You can avoid this by including the key column in the index as follows:
CREATE INDEX idx_value_2 ON kvstore(value) INCLUDE(key);
If you run the same fetch by value query, you should see an output similar to the following:
# EXPLAIN (ANALYZE, DIST, COSTS OFF) select * from kvstore where value='85d083991d';
QUERY PLAN
----------------------------------------------------------------------------------------
Index Only Scan using idx_value_2 on kvstore (actual time=1.069..1.072 rows=1 loops=1)
Index Cond: (value = '85d083991d'::text)
Storage Index Read Requests: 1
Storage Index Read Execution Time: 0.965 ms
Storage Index Rows Scanned: 1
Planning Time: 0.074 ms
Execution Time: 1.117 ms
Storage Read Requests: 1
Storage Read Execution Time: 0.965 ms
Storage Rows Scanned: 1
Storage Execution Time: 0.965 ms
Notice that the operation has become an Index Only Scan instead of the Index Scan as before. Only one row has been scanned (via Storage Rows Scanned: 1) as only the index row was scanned (via Storage Index Rows Scanned: 1).
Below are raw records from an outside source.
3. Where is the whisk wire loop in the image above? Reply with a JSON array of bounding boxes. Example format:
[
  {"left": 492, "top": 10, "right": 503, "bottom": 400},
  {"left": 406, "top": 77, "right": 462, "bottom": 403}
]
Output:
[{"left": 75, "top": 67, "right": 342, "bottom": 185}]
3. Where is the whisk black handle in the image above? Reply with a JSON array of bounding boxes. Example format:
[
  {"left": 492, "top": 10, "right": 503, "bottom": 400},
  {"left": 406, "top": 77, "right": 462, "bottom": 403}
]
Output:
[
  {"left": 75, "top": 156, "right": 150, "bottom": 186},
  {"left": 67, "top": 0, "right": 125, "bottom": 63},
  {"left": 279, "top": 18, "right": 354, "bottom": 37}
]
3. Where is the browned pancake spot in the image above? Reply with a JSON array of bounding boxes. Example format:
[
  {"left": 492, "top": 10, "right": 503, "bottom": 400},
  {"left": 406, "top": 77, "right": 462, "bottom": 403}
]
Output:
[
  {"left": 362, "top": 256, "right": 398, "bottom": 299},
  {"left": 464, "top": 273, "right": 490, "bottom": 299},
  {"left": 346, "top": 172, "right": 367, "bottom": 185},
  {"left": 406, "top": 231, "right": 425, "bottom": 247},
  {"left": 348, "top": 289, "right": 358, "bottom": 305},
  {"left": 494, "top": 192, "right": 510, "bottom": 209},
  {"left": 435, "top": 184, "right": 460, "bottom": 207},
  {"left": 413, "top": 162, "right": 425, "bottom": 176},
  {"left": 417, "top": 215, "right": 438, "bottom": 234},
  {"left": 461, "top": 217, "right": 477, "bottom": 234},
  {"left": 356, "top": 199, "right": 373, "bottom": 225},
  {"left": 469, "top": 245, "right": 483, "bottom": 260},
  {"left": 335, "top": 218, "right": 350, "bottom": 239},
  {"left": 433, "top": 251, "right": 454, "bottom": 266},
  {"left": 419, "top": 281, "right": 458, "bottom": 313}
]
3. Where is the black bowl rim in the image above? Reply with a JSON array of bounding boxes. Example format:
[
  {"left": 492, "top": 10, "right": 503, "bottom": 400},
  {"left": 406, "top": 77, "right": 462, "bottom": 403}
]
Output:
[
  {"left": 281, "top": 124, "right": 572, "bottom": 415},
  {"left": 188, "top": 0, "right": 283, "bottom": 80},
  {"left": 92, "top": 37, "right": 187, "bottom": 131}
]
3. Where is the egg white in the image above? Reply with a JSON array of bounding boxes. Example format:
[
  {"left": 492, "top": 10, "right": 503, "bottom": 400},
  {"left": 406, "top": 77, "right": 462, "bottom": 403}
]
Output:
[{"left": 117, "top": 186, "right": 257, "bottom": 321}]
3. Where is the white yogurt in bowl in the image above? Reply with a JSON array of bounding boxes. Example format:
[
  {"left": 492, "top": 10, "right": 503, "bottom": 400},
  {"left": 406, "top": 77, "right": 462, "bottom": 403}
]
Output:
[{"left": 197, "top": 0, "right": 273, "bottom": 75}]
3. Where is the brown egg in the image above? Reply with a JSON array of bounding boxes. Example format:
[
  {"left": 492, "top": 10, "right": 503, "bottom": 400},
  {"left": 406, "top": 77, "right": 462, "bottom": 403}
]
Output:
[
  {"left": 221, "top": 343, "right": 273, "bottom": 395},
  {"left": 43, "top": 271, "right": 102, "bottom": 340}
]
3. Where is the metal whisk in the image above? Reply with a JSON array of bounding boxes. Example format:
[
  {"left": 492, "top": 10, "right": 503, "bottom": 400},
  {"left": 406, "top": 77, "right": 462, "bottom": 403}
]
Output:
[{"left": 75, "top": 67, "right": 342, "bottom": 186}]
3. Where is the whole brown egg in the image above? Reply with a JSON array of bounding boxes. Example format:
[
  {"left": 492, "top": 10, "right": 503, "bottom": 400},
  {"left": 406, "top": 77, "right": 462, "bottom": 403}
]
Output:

The execution time has now been lowered to 1.117 ms, a 40% improvement over previous execution.
Fetch all the values starting with a prefix, say ca.
EXPLAIN (ANALYZE, DIST, COSTS OFF) SELECT * FROM kvstore WHERE value LIKE 'ca%' ORDER BY VALUE;
You should see an output similar to the following:
QUERY PLAN
-----------------------------------------------------------------------------
Sort (actual time=4.007..4.032 rows=41 loops=1)
Sort Key: value
Sort Method: quicksort Memory: 28kB
-> Seq Scan on kvstore (actual time=3.924..3.957 rows=41 loops=1)
Storage Filter: ((value)::text ~~ 'ca%'::text)
Storage Table Read Requests: 1
Storage Table Read Execution Time: 3.846 ms
Storage Table Rows Scanned: 10000
Planning Time: 1.119 ms
Execution Time: 4.101 ms
Storage Read Requests: 1
Storage Read Execution Time: 3.846 ms
Storage Rows Scanned: 10000
Catalog Read Requests: 1
Catalog Read Execution Time: 0.877 ms
Storage Execution Time: 4.723 ms
Only 41 rows were returned (rows=41) but a sequential scan (Seq Scan on kvstore) was performed on all the rows (Storage Rows Scanned: 10000). Also, the data had to be sorted (via Sort Method: quicksort) on value (via Sort Key: value). You can improve this execution by modifying the above created index into a range index, so that you can avoid the sorting operation, and reduce the number of rows scanned.
CREATE INDEX idx_value_3 ON kvstore(value ASC) INCLUDE(key);
If you run the same query, you should see the following output:
# EXPLAIN (ANALYZE, DIST, COSTS OFF) SELECT * FROM kvstore WHERE value LIKE 'ca%' ORDER BY VALUE;
QUERY PLAN
-----------------------------------------------------------------------------------------
Index Only Scan using idx_value_3 on kvstore (actual time=0.884..0.935 rows=41 loops=1)
Index Cond: ((value >= 'ca'::text) AND (value < 'cb'::text))
Storage Filter: ((value)::text ~~ 'ca%'::text)
Storage Index Read Requests: 1
Storage Index Read Execution Time: 0.792 ms
Storage Index Rows Scanned: 41
Planning Time: 4.290 ms
Execution Time: 1.008 ms
Storage Read Requests: 1
Storage Read Execution Time: 0.792 ms
Storage Rows Scanned: 41
Catalog Read Execution Time: 3.824 ms
Storage Execution Time: 4.616 ms
Now, only 41 rows were scanned (via Storage Rows Scanned: 41) to retrieve 41 rows (via rows=41) and there was no sorting involved as the data is stored sorted in the range index in ASC order. Even though YugabyteDB has optimizations for reverse scans, if most of your queries are going to retrieve the data in DESC order, then it would be better to define the ordering as DESC when creating a range sharded table/index.